Uyandığında, Allah’a hamdeder ve şöyle derdi: “Bizi öldürdükten sonra dirilten Allah’a hamdolsun, dönüş ancak O’nadır.” Gününe Allah’ı anarak başlar, abdest alır ve hafifçe iki rekat sabah namazı kılar; güne enerji ve kararlılıkla başlardı. Peygamber ﷺ, gündüz kısa uyku (kailula) yapmayı severdi ve şöyle buyururdu: “Kailula yapın, çünkü şeytanlar kailula yapmaz.” Böylece gece ve gündüzün yorgunluğunu dengeleyip enerjisini yenilerdi.

Peygamber ﷺ’in uykusu gaflet değil, ibadetti; temizlikle başlar, hamd ile biter. Uyku, Allah’a itaat için güç toplamak ve O’na yakınlaşmak niyetiyle yapılırdı. Onun her hareketi, ümmete öğüttü ki, mümin her anını zikir ve samimi niyetle değerlendirmelidir.

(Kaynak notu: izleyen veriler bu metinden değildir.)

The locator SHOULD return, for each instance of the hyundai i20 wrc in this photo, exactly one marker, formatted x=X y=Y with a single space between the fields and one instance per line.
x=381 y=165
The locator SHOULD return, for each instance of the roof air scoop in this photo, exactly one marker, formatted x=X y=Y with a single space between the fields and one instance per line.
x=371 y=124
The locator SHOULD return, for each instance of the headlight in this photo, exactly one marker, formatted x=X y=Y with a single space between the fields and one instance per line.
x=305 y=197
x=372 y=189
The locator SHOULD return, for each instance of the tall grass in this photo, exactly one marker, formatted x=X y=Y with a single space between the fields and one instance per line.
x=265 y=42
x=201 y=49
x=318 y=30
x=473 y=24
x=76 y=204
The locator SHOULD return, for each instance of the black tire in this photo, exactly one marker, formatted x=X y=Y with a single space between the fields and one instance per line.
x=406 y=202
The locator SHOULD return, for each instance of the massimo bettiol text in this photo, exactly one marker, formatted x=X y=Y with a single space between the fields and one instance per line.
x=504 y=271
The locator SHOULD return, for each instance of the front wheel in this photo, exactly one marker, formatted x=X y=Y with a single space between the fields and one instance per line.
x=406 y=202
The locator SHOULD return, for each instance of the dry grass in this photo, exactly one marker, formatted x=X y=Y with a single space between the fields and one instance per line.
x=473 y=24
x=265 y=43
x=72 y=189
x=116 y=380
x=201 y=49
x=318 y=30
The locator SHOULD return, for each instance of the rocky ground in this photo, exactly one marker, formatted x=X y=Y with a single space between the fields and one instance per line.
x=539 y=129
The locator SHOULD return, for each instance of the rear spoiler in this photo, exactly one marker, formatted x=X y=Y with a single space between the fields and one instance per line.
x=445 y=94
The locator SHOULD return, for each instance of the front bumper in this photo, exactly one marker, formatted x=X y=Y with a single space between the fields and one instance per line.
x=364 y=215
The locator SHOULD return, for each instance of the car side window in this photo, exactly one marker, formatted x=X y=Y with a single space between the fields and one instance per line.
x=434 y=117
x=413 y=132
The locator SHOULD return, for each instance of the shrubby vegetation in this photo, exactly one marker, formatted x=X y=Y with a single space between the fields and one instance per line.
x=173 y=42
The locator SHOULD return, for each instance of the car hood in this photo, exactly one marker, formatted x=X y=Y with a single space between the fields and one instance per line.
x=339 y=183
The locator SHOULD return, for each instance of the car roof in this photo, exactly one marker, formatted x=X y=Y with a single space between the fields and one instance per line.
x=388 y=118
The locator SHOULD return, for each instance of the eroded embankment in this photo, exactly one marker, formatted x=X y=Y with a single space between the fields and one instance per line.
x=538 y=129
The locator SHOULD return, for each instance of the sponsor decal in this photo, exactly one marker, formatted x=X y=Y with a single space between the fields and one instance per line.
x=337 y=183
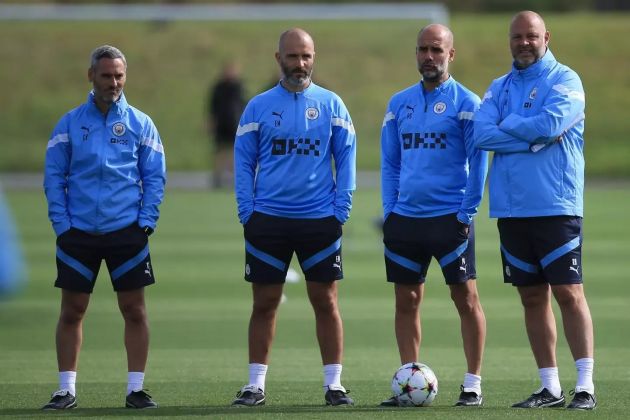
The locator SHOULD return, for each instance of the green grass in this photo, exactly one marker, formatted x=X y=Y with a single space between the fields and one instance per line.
x=171 y=66
x=200 y=306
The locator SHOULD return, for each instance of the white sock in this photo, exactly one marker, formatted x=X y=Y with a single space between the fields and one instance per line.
x=67 y=381
x=550 y=380
x=332 y=375
x=585 y=375
x=257 y=375
x=472 y=383
x=135 y=382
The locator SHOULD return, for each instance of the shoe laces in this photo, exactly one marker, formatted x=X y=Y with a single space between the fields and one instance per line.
x=60 y=393
x=337 y=388
x=250 y=388
x=142 y=392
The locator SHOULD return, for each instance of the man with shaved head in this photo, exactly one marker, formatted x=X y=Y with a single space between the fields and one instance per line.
x=290 y=200
x=432 y=184
x=533 y=120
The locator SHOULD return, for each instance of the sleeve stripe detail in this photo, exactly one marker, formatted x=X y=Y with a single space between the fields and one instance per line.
x=572 y=94
x=153 y=144
x=466 y=115
x=59 y=138
x=244 y=129
x=388 y=117
x=339 y=122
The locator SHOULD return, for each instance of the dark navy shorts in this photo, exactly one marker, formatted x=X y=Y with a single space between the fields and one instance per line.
x=270 y=242
x=538 y=250
x=410 y=242
x=125 y=251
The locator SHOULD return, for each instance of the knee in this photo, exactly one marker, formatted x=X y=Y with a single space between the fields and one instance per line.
x=408 y=302
x=324 y=304
x=265 y=306
x=466 y=301
x=72 y=314
x=133 y=312
x=569 y=297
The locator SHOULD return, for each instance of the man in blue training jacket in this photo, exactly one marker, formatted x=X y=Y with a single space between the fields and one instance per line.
x=104 y=181
x=290 y=200
x=432 y=184
x=533 y=120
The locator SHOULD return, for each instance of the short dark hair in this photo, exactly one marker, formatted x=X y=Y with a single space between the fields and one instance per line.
x=106 y=51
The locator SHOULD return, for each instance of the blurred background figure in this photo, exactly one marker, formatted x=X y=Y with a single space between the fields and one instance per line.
x=11 y=260
x=226 y=103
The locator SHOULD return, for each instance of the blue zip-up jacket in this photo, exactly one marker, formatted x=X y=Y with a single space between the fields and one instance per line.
x=429 y=165
x=285 y=143
x=104 y=172
x=533 y=119
x=12 y=270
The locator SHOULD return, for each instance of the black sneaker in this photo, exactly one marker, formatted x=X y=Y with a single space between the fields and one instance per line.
x=249 y=396
x=337 y=395
x=582 y=401
x=469 y=399
x=390 y=402
x=61 y=400
x=541 y=398
x=140 y=399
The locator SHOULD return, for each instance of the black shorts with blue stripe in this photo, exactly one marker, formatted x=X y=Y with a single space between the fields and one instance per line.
x=538 y=250
x=125 y=251
x=270 y=242
x=411 y=242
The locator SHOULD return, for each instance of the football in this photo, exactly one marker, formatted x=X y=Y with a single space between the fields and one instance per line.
x=414 y=385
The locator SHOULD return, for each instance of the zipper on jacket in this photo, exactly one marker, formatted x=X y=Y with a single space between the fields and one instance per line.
x=103 y=159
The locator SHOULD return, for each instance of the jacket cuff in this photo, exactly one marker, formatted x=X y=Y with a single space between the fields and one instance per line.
x=464 y=218
x=61 y=227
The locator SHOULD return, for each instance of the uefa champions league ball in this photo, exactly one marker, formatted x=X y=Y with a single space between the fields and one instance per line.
x=414 y=385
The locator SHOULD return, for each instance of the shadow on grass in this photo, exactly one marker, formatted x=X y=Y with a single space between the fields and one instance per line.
x=307 y=411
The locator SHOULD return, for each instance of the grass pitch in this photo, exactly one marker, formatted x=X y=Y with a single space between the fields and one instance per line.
x=199 y=311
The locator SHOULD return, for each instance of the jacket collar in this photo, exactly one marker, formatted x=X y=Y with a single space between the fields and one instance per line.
x=306 y=91
x=441 y=87
x=536 y=69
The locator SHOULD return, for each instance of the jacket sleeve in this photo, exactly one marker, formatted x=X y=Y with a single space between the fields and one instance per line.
x=245 y=161
x=390 y=162
x=477 y=165
x=344 y=150
x=12 y=270
x=487 y=133
x=562 y=108
x=152 y=167
x=58 y=156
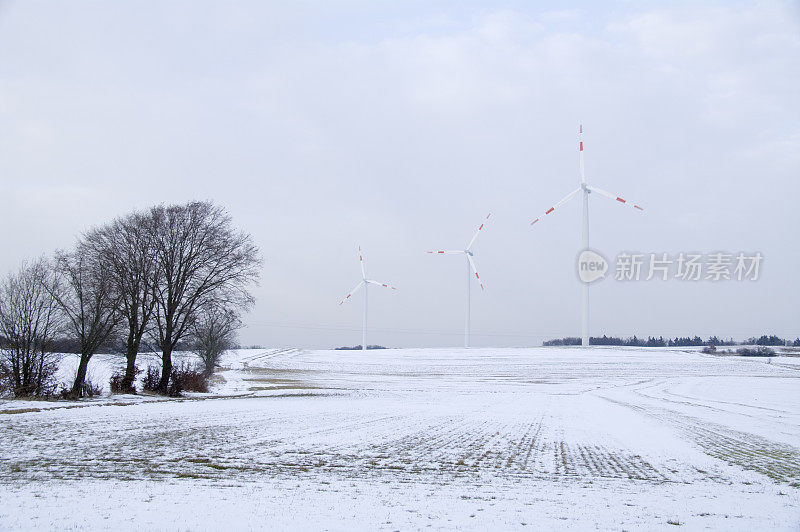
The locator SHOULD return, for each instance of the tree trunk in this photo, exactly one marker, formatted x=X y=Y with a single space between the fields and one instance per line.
x=80 y=377
x=132 y=349
x=166 y=369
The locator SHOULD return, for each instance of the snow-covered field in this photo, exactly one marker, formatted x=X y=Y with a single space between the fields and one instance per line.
x=604 y=438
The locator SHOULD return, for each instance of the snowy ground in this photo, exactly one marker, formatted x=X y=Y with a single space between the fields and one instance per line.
x=603 y=438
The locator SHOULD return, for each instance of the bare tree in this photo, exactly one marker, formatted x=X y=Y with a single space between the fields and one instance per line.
x=85 y=294
x=213 y=333
x=127 y=247
x=28 y=324
x=201 y=260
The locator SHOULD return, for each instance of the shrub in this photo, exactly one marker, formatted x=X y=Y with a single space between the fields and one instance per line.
x=189 y=378
x=117 y=382
x=90 y=389
x=760 y=351
x=151 y=379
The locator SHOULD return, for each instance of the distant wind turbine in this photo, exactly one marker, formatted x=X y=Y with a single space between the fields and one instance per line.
x=586 y=189
x=365 y=283
x=470 y=265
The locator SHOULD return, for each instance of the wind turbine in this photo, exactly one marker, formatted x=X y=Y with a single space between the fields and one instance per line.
x=586 y=189
x=470 y=266
x=365 y=283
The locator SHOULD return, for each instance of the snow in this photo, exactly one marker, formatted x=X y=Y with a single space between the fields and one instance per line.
x=605 y=438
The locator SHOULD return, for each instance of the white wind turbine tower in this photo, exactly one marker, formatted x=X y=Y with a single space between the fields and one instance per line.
x=470 y=265
x=365 y=283
x=586 y=189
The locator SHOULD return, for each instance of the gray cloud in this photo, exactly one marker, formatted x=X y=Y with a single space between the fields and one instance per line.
x=398 y=127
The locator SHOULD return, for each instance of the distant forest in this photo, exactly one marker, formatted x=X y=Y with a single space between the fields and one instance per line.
x=687 y=341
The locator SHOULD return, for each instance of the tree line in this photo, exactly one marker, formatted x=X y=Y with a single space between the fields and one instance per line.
x=165 y=277
x=678 y=341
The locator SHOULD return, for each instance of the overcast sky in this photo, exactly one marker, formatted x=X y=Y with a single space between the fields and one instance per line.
x=398 y=126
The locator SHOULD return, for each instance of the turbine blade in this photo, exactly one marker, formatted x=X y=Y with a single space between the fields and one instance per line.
x=475 y=270
x=615 y=197
x=361 y=260
x=353 y=291
x=378 y=283
x=469 y=246
x=557 y=205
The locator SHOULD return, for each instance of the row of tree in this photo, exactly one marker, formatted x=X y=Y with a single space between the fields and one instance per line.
x=170 y=275
x=678 y=341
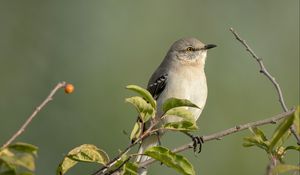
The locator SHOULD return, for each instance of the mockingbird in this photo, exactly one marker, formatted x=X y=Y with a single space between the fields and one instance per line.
x=180 y=75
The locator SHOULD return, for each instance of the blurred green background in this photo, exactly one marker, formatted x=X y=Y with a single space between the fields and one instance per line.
x=102 y=46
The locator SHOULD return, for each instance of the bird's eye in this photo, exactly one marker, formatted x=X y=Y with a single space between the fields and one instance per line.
x=189 y=49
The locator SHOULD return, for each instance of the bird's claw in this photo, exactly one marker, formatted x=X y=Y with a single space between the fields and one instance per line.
x=197 y=141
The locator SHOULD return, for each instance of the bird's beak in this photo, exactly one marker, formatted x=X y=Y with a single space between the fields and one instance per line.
x=209 y=46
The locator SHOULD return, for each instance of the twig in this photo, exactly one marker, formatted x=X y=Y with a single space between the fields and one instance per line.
x=221 y=134
x=35 y=112
x=264 y=71
x=147 y=133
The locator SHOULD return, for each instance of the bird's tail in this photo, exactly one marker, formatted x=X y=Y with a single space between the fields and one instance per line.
x=147 y=143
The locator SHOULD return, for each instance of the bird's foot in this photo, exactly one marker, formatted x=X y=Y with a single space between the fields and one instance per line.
x=197 y=140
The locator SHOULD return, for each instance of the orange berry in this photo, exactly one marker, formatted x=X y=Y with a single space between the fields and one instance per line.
x=69 y=88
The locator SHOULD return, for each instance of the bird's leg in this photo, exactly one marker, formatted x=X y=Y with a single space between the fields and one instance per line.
x=197 y=141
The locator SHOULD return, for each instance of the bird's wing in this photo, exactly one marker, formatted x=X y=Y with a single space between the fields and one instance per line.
x=158 y=85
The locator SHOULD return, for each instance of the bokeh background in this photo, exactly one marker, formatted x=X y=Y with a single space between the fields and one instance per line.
x=102 y=46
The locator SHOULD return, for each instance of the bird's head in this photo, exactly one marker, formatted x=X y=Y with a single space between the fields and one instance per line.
x=189 y=51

Uyku, amaç değil araçtır; doğru kullanılırsa ibadet olur.

Peygamber ﷺ’in uykusu basit, düzenli, zikir ve temizlikle dolu, azla yetinmek, iyiliği aramak ve ibadetle dinlenme arasındaki dengeyle şekillendi. O’nun uykusunu düşünen, zamanı iyi planlamanın ve samimi niyetlerin en basit alışkanlıkları Allah’a yakınlık kapıları yapacağını anlar. Bizler de O’nun uykusunu örnek almalı, zamanımızı düzenlemeli, uyumadan önce arınmalı, Allah’ı zikrederek uyumalı ve şükürle uyanmalıyız ki, Allah’ın dediği gibi; “Ayakta, otururken ve yanları üzerinde Allah’ı zikredenlerden olalım.”